W drugiej części opracowania IFP analizuje scenariusze potencjalnej reformy, która miałaby polegać na zniesieniu większości ograniczeń własnościowych, wprowadzonych ustawami z 2017 i 2023 r., określonych jako „Apteka dla aptekarza”, z zachowaniem obowiązujących dziś zasad geograficzno-demograficznych, tak jak to miało miejsce we Włoszech. W swojej analizie Instytut przedstawił kilka progów dopuszczalnej koncentracji, znów na wzór rozwiązań włoskich, gdzie do jednego właściciela może należeć do 20% aptek w prowincji. Z analizy wynika, że w perspektywie 15-letniej:
• przy 10% progu koncentracji liczba aptek w Polsce wzrośnie o 279, poziom usieciowienia rynku wzrośnie z 52 do 63%, a liczba sieci aptecznych wyniesie 248 podmiotów;
• przy 20% progu koncentracji liczba aptek w Polsce wzrośnie o 661, poziom usieciowienia rynku wzrośnie z 52 do 72%, a liczba sieci aptecznych wyniesie 256 podmiotów;
• przy 30% progu koncentracji liczba aptek w Polsce wzrośnie o 1508, poziom usieciowienia rynku wzrośnie z 52 do 81%, a liczba sieci aptecznych wyniesie 265 podmiotów.
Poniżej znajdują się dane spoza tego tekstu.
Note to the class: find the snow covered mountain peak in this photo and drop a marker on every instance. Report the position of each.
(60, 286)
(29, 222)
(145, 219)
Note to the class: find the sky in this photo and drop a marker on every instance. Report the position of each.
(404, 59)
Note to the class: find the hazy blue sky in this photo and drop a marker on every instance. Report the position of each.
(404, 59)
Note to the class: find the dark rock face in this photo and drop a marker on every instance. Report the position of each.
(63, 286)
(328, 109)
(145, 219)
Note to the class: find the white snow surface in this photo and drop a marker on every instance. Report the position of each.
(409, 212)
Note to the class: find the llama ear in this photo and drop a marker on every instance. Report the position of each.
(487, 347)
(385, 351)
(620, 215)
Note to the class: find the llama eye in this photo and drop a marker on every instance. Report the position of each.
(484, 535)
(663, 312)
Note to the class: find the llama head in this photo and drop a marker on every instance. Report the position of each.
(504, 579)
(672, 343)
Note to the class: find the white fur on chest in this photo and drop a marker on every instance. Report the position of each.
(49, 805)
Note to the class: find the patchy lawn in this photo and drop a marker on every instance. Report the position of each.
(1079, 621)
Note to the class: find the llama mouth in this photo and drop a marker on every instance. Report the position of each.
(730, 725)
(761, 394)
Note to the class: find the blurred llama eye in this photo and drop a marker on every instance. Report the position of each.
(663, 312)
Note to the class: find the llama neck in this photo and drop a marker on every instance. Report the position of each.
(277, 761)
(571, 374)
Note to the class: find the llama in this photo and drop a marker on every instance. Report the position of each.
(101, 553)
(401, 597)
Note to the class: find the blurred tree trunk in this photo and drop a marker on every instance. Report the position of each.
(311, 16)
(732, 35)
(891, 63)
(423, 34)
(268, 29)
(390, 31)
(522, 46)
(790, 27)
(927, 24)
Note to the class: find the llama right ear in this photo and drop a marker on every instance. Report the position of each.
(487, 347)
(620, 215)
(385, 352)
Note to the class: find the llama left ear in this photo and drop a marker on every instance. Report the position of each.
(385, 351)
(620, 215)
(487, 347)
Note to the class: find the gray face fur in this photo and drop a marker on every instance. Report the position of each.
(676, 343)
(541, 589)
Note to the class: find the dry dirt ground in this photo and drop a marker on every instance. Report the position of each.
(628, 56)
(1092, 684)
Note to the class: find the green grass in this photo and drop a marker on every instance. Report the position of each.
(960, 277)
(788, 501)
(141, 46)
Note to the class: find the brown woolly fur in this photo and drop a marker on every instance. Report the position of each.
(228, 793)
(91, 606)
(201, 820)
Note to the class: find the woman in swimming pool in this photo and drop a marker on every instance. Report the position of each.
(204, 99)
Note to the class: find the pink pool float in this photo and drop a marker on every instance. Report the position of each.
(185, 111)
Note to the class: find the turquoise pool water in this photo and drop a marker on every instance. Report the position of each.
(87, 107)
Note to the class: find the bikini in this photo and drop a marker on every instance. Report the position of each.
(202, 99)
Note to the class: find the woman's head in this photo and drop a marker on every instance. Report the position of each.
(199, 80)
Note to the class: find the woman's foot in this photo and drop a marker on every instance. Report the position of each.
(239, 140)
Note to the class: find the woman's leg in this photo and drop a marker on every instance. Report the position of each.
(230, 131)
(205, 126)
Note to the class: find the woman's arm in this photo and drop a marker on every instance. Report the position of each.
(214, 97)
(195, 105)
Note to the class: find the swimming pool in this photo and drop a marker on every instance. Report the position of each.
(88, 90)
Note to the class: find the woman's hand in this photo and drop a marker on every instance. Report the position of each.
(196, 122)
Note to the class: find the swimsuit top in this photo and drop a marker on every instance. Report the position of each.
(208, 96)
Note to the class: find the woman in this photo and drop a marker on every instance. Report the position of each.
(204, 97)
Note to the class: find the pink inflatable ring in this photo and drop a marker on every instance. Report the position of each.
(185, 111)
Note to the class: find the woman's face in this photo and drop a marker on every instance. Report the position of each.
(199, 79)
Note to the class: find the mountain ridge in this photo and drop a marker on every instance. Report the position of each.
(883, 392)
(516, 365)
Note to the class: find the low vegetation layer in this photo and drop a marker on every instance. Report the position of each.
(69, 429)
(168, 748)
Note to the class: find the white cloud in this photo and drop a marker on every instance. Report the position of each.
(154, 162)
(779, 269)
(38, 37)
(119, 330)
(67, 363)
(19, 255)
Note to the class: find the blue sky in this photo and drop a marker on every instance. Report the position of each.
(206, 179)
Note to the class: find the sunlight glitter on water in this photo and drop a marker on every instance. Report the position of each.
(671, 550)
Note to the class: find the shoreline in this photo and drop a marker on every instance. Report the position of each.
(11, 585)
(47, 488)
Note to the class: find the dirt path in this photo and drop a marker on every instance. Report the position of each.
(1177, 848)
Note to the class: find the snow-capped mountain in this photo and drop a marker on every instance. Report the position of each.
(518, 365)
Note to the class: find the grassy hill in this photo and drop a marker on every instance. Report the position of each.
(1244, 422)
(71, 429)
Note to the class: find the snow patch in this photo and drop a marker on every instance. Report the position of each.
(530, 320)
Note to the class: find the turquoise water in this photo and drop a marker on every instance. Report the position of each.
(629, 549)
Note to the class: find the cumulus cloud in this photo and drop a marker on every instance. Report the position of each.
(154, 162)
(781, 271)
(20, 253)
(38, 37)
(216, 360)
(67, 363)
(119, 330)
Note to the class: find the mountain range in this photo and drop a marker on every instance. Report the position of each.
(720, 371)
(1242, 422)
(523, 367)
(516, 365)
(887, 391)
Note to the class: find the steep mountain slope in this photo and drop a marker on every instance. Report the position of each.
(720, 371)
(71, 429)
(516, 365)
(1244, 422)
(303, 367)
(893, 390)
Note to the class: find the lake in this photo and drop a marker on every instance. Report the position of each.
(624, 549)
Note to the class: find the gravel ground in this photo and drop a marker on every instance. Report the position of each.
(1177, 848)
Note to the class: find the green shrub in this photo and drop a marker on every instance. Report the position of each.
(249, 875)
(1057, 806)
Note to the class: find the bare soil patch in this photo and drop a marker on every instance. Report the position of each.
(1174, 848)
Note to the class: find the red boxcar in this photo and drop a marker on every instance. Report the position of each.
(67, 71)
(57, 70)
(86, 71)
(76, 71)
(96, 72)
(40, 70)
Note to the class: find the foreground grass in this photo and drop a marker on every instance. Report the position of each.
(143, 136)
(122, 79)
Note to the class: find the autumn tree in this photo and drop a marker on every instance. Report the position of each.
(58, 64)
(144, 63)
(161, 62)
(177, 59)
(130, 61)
Nawet w scenariuszu zakładającym poddanie rynku aptecznego ogólnym warunkom konkurencji, tj. takim jakie mają miejsce na innych rynkach, stopień koncentracji nie zmieni się znacznie. Ogólne usieciowienie rynku wzrośnie co prawda do 90%, ale w tym segmencie działałoby 276 przedsiębiorstw. Liczba działających aptek w Polsce wzrosłaby o ponad 2 tys. Za to w scenariuszu zakładającym zachowanie obecnych rozwiązań prawnych liczba aptek w ciągu najbliższych 15 lat spadnie o ok. 750, czyli o niemal 7%, a poziom usieciowienia wrośnie z 52 do 62% – czytamy w raporcie.
Na 100 tys. ludności przypada obecnie w Polsce 30 aptek, czyli mniej niż przeciętnie w UE (33,2), trzykrotnie mniej niż w Grecji, w której wartość tego wskaźnika jest najwyższa (100,8) i ponad trzykrotnie więcej niż w Danii (wskaźnik najniższy w Europie).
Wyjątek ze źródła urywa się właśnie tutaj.